# Black substrate



## ScarletFire (Nov 4, 2012)

Other than CaribSea tahitian moon sand, flourite, and black blasting sand, are there any other inert alternatives? I remember reading somewhere that black blasting sand isn't good for invertebrates. Could someone confirm that?


----------



## BillD (Jun 5, 2006)

In my experience, black blasting sand kills snails. It would be reasonable to assume that it would be equally hard on other invertebrates. This effect may diminish over time.


----------



## solarz (Aug 31, 2010)

If I were to redo a planted tank, I think I would go with fluorite black instead.

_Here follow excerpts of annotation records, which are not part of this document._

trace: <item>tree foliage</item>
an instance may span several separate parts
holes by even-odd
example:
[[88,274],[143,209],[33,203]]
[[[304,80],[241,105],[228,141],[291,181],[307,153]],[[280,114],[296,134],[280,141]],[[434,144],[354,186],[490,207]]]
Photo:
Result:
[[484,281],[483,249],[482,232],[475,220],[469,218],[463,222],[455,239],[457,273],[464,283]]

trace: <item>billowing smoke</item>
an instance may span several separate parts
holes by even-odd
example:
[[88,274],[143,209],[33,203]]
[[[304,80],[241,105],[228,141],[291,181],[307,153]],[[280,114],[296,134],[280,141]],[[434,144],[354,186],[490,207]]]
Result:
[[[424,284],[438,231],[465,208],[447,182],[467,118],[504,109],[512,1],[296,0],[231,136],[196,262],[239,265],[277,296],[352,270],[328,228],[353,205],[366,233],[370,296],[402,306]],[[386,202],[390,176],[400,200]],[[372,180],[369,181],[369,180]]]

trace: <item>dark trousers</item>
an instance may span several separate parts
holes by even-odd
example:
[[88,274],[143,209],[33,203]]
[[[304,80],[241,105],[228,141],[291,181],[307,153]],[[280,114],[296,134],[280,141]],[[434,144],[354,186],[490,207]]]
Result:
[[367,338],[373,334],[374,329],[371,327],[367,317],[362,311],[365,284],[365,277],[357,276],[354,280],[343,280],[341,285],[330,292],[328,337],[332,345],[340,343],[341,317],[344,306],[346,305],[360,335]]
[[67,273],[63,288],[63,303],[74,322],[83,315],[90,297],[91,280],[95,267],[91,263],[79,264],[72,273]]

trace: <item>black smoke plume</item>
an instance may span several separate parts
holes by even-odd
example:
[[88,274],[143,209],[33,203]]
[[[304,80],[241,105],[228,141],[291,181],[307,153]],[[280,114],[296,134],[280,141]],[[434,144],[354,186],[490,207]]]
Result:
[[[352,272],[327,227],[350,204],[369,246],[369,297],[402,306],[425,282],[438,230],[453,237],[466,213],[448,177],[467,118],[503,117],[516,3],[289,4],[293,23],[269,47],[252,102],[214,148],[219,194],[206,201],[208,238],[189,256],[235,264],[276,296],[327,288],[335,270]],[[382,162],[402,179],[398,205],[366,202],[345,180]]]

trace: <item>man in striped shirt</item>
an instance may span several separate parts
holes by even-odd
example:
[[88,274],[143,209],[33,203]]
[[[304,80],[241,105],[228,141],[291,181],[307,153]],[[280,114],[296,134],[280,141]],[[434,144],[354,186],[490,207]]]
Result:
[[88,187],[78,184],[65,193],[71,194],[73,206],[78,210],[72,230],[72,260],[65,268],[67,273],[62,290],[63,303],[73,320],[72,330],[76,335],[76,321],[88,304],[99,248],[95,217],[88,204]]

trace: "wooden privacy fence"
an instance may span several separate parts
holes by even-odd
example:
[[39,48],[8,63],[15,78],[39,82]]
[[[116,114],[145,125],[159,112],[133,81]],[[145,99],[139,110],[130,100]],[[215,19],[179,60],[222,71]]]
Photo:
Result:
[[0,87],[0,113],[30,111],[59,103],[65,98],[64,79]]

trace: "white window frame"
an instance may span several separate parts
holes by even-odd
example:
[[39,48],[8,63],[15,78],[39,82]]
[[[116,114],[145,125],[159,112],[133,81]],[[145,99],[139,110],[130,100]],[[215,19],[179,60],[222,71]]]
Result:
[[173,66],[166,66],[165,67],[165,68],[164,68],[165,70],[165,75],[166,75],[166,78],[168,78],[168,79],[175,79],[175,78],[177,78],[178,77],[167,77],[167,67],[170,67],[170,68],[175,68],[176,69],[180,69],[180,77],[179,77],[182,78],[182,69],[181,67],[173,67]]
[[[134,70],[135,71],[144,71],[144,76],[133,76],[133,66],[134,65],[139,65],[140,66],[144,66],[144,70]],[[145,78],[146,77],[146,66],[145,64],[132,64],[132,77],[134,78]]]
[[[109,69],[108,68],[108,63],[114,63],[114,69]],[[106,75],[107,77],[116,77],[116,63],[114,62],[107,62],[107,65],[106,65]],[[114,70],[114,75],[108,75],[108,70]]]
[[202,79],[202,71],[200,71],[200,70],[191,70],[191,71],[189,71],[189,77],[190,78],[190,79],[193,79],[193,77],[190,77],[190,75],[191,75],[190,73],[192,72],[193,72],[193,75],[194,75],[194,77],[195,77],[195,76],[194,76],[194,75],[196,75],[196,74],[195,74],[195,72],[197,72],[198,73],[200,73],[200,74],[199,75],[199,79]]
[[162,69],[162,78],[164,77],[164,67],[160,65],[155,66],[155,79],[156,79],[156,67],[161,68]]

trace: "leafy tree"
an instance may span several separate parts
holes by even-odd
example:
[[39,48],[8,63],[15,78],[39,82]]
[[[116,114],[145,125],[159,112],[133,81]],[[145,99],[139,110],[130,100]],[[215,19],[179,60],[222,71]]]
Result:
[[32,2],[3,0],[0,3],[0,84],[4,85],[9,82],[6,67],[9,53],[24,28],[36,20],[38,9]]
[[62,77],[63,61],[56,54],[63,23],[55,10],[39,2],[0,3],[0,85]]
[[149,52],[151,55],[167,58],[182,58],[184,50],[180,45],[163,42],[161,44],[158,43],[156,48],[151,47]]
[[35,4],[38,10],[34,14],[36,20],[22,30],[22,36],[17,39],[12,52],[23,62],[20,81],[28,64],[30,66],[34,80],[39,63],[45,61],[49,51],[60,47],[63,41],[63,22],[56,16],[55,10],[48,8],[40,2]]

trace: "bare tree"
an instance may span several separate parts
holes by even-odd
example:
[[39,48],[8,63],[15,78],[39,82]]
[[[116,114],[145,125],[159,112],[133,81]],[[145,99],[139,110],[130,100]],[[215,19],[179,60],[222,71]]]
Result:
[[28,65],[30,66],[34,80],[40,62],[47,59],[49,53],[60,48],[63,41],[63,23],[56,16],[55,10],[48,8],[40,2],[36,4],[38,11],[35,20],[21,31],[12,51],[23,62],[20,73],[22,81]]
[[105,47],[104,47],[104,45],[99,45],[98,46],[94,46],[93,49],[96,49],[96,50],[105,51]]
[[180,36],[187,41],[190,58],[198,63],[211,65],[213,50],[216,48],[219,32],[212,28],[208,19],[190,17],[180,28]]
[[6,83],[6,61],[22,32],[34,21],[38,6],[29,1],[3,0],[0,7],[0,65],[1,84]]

TMS is too hard, and although I haven't seen any problems first-hand, I feel that it's not the best substrate for bottom-dwellers like cories.


----------



## bettaforu (Sep 6, 2009)

doesn't play sand come in different colors?


----------



## pyrrolin (Jan 11, 2012)

I don't now if I would trust playsand that was artificially coloured. I do trust the normal playsand at home depot, I've used it quite a bit.


----------



## NVES (Apr 21, 2010)

One alternative is black gravel - that's what I have in my planted tanks.


----------



## ScarletFire (Nov 4, 2012)

NVES said:


> One alternative is black gravel - that's what I have in my planted tanks.


I heard that the colour of gravel comes off over time. Is that true?


----------



## BillD (Jun 5, 2006)

If the gravel has a coating to colour it, it will, over time, show wear.


----------